The usual procedure would be to test whether the data D are consistent with models M1, M2 and/or M3.
But we could also go about as follows:
Generate data according to the models M1, M2 and M3, resulting in three data sets D1, D2 and D3 and test whether these data sets could have resulted from the same population as D.
Remarks:
- The above is only possible if we have a strong theory T on which we can base our models beforehand.
- An methodological advantage is that the researcher is forced to formulate his/her theoretical concepts and translate them into models before (s)he starts his or her experiment.

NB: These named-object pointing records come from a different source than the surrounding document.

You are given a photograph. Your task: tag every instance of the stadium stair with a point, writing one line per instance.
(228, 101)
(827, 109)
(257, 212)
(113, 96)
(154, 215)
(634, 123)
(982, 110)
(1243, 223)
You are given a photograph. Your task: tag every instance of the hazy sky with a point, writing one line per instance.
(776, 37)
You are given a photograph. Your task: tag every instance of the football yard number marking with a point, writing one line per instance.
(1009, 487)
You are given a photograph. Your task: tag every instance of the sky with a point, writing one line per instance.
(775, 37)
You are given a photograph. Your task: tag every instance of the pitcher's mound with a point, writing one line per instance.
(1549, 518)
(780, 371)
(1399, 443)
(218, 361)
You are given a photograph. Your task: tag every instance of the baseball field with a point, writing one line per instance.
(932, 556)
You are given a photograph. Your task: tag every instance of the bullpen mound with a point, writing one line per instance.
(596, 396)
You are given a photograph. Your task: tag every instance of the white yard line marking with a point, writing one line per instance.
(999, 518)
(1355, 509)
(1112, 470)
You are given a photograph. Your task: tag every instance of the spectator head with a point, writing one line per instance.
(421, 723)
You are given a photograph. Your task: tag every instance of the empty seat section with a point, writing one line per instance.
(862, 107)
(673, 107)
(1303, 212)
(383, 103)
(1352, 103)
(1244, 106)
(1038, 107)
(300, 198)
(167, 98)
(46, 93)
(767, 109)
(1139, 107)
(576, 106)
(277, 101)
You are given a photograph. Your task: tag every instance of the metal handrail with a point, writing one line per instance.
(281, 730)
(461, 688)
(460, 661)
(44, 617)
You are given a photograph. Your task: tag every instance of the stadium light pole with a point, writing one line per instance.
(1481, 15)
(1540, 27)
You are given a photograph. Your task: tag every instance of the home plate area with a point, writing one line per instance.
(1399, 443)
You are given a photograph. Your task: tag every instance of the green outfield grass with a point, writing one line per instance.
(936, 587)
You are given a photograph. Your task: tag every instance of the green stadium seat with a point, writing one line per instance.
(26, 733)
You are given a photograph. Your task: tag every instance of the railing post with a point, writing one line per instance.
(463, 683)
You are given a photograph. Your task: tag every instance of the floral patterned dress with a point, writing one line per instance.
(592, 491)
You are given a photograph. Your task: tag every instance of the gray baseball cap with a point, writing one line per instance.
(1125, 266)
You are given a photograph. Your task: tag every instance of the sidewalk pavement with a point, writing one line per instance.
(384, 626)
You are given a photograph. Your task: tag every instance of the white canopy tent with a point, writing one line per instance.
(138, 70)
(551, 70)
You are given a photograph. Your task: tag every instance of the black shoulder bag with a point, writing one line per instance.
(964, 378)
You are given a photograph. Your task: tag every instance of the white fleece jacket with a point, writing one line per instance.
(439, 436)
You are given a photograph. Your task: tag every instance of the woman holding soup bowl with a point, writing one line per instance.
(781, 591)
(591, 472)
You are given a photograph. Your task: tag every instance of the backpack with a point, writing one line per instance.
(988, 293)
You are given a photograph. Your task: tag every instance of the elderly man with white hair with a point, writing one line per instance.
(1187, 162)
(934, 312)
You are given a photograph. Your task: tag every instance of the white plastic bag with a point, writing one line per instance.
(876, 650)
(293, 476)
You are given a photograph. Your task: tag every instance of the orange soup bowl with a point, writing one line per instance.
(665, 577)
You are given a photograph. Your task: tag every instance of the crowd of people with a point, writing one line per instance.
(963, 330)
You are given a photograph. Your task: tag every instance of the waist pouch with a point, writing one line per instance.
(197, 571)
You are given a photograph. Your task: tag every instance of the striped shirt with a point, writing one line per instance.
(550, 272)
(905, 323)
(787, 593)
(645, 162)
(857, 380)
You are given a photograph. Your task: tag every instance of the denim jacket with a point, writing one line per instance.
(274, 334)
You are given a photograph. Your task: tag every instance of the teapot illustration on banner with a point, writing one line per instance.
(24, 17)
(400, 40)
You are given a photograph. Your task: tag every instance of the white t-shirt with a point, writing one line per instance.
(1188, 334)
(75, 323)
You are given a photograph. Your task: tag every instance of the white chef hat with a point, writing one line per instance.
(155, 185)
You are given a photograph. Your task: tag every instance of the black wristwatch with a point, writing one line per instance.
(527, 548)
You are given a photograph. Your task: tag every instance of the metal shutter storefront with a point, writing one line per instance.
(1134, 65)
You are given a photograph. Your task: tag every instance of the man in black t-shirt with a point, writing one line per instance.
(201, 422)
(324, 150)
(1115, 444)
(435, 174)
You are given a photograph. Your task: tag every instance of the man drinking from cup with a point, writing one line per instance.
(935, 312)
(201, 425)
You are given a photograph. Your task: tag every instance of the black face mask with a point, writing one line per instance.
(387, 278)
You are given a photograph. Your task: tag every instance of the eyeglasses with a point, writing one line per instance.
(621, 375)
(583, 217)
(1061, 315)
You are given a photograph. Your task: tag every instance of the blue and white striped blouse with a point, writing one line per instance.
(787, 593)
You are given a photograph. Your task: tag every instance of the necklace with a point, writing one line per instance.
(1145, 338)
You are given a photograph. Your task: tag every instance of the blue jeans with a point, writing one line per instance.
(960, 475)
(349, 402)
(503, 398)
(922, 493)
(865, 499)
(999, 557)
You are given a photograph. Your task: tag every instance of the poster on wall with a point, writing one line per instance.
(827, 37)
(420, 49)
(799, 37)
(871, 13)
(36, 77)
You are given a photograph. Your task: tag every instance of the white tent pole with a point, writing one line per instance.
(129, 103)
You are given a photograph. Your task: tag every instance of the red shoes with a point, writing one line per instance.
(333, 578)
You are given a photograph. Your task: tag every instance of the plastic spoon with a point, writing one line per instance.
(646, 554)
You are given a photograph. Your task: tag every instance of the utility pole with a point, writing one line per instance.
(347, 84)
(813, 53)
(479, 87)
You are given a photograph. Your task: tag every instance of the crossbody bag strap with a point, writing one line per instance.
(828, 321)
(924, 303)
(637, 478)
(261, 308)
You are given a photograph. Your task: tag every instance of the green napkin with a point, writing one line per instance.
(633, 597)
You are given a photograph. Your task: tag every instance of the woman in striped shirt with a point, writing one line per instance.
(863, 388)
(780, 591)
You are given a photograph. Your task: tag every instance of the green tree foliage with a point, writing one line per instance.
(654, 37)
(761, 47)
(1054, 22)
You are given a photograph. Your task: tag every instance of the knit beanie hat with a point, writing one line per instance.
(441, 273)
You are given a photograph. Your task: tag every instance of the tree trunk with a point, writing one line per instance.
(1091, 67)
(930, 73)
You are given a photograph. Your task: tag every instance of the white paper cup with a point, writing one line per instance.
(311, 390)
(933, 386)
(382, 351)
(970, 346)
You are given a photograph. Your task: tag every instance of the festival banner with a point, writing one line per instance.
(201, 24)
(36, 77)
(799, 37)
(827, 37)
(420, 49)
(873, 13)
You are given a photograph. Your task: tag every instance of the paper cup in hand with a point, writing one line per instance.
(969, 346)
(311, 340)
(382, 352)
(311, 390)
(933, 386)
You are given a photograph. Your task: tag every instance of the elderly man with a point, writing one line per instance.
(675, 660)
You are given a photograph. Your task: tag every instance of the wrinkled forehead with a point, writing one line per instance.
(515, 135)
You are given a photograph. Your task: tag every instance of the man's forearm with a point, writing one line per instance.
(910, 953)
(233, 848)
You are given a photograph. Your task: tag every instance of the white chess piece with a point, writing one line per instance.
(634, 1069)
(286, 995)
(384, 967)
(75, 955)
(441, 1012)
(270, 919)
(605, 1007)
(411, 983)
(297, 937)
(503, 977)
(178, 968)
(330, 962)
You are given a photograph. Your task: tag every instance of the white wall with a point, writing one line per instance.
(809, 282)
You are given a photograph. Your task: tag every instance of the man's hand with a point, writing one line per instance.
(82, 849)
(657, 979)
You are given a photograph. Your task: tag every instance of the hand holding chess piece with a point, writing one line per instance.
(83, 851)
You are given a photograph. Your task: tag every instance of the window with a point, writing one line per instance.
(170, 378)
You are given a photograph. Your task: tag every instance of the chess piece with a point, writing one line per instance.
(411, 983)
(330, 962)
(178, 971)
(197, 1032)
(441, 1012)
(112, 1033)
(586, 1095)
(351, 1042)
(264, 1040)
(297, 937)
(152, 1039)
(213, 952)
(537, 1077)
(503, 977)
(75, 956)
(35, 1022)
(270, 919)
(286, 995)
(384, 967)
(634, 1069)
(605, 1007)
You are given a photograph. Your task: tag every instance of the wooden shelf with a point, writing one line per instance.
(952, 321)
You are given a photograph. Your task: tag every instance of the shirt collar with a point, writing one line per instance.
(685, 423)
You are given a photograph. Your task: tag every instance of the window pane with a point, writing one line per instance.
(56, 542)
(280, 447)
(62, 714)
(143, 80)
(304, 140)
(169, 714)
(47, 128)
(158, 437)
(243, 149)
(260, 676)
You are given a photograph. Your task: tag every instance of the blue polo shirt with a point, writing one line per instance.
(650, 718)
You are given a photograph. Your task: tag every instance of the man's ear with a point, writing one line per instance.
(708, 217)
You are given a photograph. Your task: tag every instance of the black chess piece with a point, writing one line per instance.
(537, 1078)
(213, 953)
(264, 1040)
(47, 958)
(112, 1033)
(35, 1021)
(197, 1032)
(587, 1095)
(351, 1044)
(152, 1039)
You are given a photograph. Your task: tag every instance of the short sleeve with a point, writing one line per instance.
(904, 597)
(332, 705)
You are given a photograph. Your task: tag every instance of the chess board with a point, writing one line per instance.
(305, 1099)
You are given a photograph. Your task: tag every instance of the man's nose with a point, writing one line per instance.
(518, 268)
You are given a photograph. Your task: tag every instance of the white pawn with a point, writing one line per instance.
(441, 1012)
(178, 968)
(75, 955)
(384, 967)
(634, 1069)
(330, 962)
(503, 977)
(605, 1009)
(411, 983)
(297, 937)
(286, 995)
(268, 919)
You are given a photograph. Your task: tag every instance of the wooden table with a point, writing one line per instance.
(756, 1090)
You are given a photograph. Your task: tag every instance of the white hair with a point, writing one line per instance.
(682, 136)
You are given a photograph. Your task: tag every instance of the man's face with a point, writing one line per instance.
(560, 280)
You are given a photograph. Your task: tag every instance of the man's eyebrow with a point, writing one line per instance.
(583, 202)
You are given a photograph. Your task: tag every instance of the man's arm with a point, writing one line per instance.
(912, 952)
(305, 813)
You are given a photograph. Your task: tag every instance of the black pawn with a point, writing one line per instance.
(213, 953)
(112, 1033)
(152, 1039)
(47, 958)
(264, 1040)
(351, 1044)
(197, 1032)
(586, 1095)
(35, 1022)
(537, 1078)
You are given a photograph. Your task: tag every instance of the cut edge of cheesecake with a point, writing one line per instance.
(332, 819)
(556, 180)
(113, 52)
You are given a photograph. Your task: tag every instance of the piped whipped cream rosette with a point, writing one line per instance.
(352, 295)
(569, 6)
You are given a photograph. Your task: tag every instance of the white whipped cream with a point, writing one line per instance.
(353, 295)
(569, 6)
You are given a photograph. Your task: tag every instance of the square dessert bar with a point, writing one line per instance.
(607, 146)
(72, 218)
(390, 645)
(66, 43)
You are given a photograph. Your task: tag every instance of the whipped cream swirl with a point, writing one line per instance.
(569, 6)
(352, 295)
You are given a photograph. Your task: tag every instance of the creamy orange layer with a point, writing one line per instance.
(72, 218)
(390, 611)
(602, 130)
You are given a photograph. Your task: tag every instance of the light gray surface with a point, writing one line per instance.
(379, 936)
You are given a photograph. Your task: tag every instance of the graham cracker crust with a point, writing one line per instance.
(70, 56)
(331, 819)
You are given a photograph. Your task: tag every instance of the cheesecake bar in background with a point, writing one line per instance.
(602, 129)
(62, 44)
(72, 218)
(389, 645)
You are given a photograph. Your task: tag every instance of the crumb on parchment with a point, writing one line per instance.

- A second advantage is that deviations between D and Di (i= 1, 2, 3) give information both on the relationships between variables and on the influence of the underlying (possibly multivariate) distributions (this is assuming that our models are based on known theoretical distributions like the normal distribution, which is common practice).
- A third advantage seems to be that we can directly test the alternative hypothesis.
- This procedure can not be combined with crossvalidation (randomly splitting the data in two parts, one part to find models consistent with the data, another part to test those models), because in the first part, models are formulated that are consistent with (possibly multivariate) distribution violations in the data: the same violations are present in the second part of the data, too.
Questions:
- Does a weak theory simply translates into a larger set of models?
- Simulating data based on models M1, M2 and M3 may not be trivial. Can we use similar procedures as are used in MCMC (Markov chain Monte Carlo) ?
- Can we use a Bayesian perspective, for instance by assuming that D1, D2 and D3 are based on prior distributions for the data D?
- Is the above approach known and described in the `simulation community'?